This layer extends tf.keras.layers.Conv2D. It provide several handy functions for pruning. "Spatial" pruning : Let k be the kernel of the convolutions, of shape (h, w, n_in, n_out) Let m be the pruning mask, of shape (n_in, n_out)
- prune_n_connexions(n, criteria) : this will prune values of m
- prune_n_outputs(n, criteria) : this will prune m equally for each row, such that each channel is always connected to the same number of filters. "Depthwise" pruning :
- prune_n_depthwise(n, criteria) : this will prune pixels of the kernel.

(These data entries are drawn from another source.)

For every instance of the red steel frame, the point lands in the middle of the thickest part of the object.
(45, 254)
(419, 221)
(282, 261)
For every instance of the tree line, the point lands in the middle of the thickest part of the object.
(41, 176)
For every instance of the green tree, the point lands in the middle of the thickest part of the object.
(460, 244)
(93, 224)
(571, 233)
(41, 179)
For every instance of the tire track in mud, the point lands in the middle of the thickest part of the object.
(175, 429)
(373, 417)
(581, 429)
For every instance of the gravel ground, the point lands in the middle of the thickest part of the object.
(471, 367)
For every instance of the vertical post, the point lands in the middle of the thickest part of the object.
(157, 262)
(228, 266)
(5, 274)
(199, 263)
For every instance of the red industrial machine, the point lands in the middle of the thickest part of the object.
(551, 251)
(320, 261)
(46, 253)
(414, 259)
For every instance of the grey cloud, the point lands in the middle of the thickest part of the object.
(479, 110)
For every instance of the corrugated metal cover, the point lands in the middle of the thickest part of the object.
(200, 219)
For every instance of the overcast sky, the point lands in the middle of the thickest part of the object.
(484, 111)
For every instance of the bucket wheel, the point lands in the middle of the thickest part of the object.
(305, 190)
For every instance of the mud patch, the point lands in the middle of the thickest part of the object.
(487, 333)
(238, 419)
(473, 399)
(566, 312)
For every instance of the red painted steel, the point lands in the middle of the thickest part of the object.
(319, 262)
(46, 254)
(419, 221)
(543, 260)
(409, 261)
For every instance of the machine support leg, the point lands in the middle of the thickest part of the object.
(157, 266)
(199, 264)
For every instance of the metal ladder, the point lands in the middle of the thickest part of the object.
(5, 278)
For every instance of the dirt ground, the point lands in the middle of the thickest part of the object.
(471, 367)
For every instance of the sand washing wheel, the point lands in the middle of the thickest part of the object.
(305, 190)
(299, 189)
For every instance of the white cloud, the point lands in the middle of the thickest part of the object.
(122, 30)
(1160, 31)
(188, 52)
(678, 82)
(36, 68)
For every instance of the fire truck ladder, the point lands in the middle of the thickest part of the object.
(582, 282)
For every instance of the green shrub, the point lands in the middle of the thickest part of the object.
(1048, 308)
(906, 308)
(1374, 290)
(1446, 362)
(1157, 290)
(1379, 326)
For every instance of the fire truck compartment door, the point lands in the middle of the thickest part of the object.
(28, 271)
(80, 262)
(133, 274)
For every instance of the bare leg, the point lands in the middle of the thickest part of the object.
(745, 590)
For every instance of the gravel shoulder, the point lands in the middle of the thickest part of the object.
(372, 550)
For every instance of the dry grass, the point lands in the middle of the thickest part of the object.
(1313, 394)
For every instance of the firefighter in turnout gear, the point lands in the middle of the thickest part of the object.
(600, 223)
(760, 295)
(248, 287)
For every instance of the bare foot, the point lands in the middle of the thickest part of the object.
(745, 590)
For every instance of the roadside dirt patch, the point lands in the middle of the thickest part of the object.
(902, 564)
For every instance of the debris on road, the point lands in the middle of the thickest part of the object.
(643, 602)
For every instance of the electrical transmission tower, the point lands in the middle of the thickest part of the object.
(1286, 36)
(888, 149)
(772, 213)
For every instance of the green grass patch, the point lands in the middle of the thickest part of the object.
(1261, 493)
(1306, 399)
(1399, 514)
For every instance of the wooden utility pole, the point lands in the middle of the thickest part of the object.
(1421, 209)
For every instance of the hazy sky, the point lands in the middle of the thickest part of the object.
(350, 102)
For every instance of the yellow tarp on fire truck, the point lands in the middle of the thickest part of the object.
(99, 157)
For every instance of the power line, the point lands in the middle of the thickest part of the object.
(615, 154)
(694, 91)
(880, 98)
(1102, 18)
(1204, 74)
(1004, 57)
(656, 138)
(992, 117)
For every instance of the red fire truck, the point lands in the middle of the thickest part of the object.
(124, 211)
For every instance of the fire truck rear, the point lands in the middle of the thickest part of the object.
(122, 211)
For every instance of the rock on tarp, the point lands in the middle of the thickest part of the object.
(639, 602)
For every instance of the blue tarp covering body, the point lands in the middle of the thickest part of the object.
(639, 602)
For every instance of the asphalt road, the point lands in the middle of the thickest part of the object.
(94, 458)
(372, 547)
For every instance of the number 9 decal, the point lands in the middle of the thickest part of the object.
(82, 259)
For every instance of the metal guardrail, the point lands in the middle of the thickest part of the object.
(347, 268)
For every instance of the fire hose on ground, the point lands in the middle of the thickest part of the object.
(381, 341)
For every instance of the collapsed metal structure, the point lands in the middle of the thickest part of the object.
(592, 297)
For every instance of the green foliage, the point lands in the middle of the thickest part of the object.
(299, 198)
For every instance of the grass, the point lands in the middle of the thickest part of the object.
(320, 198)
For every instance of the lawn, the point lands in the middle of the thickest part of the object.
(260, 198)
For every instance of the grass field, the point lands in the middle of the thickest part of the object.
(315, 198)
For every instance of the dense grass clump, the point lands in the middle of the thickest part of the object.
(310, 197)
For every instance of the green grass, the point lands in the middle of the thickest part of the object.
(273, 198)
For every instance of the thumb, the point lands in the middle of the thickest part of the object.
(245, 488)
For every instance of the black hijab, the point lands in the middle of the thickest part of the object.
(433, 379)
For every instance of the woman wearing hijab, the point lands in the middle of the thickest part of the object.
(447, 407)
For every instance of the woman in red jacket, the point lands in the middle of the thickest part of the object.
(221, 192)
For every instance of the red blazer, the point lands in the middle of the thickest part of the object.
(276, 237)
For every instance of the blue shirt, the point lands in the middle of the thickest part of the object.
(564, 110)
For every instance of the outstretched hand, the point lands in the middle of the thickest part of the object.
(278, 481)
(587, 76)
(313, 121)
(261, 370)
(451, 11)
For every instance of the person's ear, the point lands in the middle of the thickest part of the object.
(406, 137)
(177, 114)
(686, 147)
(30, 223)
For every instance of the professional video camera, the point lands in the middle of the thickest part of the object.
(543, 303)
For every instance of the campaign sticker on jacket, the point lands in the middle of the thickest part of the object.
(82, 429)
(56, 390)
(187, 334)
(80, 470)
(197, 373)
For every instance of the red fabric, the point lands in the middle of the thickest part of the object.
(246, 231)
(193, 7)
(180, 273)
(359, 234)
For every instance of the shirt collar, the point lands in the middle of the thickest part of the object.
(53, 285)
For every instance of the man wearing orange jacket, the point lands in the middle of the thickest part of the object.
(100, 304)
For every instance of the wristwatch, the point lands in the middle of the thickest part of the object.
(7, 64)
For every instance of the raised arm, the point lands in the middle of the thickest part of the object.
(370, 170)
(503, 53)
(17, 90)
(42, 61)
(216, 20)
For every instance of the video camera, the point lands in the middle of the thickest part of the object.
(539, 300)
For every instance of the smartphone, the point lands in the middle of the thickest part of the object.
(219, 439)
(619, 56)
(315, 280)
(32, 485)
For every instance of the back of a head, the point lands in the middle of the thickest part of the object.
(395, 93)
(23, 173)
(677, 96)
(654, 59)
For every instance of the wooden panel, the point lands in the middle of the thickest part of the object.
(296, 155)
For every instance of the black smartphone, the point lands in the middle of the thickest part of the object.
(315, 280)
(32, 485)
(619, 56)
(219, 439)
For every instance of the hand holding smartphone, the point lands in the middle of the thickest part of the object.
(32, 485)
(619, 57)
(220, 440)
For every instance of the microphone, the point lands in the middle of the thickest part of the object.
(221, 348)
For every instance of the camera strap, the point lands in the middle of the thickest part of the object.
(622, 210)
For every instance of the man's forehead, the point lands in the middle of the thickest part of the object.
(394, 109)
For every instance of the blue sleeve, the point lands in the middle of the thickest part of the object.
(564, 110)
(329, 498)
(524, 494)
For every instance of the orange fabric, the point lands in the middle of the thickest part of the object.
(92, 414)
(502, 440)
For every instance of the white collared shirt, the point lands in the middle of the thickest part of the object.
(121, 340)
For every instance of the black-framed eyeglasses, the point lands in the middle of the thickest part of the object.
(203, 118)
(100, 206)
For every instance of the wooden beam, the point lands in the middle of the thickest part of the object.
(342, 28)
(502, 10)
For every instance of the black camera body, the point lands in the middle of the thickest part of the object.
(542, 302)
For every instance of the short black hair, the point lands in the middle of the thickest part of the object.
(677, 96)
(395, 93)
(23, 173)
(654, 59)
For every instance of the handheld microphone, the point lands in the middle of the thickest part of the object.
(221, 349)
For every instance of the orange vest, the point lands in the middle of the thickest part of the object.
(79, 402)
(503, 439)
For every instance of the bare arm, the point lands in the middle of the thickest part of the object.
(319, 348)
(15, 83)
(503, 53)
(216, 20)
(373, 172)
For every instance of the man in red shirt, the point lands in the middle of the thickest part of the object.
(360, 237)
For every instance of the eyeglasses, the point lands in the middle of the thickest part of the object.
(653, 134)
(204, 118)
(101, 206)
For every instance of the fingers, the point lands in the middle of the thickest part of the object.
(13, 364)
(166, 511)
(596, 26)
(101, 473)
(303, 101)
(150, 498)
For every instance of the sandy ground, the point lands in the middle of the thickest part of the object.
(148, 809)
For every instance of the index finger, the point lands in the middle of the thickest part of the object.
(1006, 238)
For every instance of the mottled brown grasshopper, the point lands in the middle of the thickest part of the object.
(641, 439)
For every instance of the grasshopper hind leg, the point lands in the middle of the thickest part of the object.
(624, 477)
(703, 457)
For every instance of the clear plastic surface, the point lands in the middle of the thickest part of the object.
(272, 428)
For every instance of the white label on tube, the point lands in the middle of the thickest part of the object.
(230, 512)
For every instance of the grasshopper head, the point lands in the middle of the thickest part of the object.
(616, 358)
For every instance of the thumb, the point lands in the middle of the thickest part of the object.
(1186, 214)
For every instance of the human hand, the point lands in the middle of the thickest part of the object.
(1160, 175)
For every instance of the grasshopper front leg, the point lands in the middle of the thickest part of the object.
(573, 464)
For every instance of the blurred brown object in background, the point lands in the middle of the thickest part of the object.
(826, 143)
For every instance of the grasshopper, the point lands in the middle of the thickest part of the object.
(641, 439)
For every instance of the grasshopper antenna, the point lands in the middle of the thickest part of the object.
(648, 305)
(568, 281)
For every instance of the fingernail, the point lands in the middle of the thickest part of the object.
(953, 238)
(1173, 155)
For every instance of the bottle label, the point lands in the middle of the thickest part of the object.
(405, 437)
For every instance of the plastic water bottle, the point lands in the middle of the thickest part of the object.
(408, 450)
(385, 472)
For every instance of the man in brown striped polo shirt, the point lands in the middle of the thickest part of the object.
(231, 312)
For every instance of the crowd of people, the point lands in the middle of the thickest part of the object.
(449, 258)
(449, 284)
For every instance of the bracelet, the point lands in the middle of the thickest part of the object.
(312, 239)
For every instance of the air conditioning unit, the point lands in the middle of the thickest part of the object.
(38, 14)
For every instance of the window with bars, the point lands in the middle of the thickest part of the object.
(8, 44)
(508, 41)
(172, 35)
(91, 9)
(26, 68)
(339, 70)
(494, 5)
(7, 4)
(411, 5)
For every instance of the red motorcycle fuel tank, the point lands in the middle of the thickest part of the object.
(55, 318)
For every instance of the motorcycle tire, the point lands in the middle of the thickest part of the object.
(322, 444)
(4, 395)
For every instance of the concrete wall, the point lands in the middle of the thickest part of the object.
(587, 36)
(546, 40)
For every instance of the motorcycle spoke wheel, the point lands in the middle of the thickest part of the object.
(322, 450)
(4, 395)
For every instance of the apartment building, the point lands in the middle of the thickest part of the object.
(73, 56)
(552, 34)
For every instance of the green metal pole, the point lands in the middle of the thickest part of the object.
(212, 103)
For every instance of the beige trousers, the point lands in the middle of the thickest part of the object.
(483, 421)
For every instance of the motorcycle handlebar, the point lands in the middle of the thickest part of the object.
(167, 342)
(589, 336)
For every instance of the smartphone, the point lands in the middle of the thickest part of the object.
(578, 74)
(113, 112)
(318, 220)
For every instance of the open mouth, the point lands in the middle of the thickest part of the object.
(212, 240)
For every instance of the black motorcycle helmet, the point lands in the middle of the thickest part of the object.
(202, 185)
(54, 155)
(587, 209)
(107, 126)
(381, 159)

Criteria can be any of "magnitude" (lowest magnitude weights are pruned ; for filters we take the L1 norm) or "random"
Additionnaly, it provides a way to specify a pruning schedule.
Example :
from custom_layers import PrunableConv
settings = {
"pruning_type": "connexions", # or "outputs"
"num_steps": 8, # number of total pruning steps
"criteria": "magnitude", # or "random"
"schedule_type": "geometric" # or "linear",
"initial_value": 32*32,
"final_value": 32
}
x = ...
x = PrunableConv(filters=32, kernel_size=3, padding="same", activation="relu",
auto_prune_settings=settings
)(x)
...
for e in range(num_epochs):
model.fit(...)
for l in model.layers:
if isinstance(l, PrunableConv):
l.pruning_step()
It the case where output-pruning is used and n_in == n_out, one can also specify "min_matching" as the pruning criteria. This will iteratively prune one-to-one matchings of minimum norm.